In the Wasserman-Hone house the rocks indicate each property © Linda Pugliese
Behind the building, a gorge, home of peregrine falcons, stands in the forest. It was here, almost four decades ago, that Wasserman-Hone began exporting wine to the United States. Now it is one of the legends of the industry and continues to export some of the best and most peculiar wines of the region.
Although 40 years may seem like a lot, they are a blink of an eye for Burgundy. Farrah Wasserman, Becky's daughter-in-law, is in town. He has come from Brooklyn, where he works in a wine shop. As we sit in the vaulted dining room, he says: "Here they speak of the fourteenth century as if it had been yesterday."
Taking a tomato pie made with Comté cheese crust as an appetizer, I ask Becky what distinguishes Burgundy from other regions. Respond quickly: “Burgundy is still rural. They know the earth perfectly. When I moved here and started growing my own garden, people told me exactly where in the yard I had to plant strawberries. There is a deep respect. And, while wines can be celebrated and drunk by the rich, agriculture is hard and physical work. So when they relax, they go out to have fun. And they do it with wine. "
When we finish our meal, which includes Bresse à la crème poulet (cream Bresse chicken) seasoned with smoked paprika and chablis, Becky makes another note: “People don't realize it, but the grapes here have little flavor in themselves same. They are interpreters who express the terroir: where they are from and how they were treated while growing up. "
Looking at a completely relaxed Ludo, sitting with the winemakers, drinking brandy and counting battalions of his youth, I realize that instead of the grapes, I could be talking about him, and that the word terroir could easily be replaced by "home". In the end, what is a chef, but an interpreter of where he comes from and what he knows?

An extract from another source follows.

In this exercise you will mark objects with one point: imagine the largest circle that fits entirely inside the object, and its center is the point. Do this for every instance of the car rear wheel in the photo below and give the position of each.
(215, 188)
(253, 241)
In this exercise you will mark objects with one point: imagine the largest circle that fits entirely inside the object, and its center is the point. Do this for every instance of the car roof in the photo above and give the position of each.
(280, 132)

We left Bouilland at midnight. Nostalgie rings in the van. Loaded with inspiration to dump the menus of Trois restaurants and the new Petit Trois, and with ideas of new vintages to add to the wine lists, the team is exhausted but relieved to reach the southernmost point.
The next day Ludo will go to visit his relatives who are on vacation in Antibes. Helen will return to Paris and Molly al Loire to continue tasting wines. With a smile, Ludo pulls a ripe nectarine from his pocket while Toto's Africa bursts into the radio. We pass by a luxurious villa with private garden. Ludo slides the side door of the van, aims, raises his arm and throws the fruit, which the moon illuminates for a moment before returning to the ground again.
* This report was published in number 118 of the Condé Nast Traveler Magazine (June). Subscribe to the print edition (11 printed numbers and digital version for € 24.75, calling 902 53 55 57 or from our website ) and enjoy free access to the digital version of Condé Nast Traveler for iPad. The May Condé Nast Traveler number is available in its digital version to enjoy on your preferred device.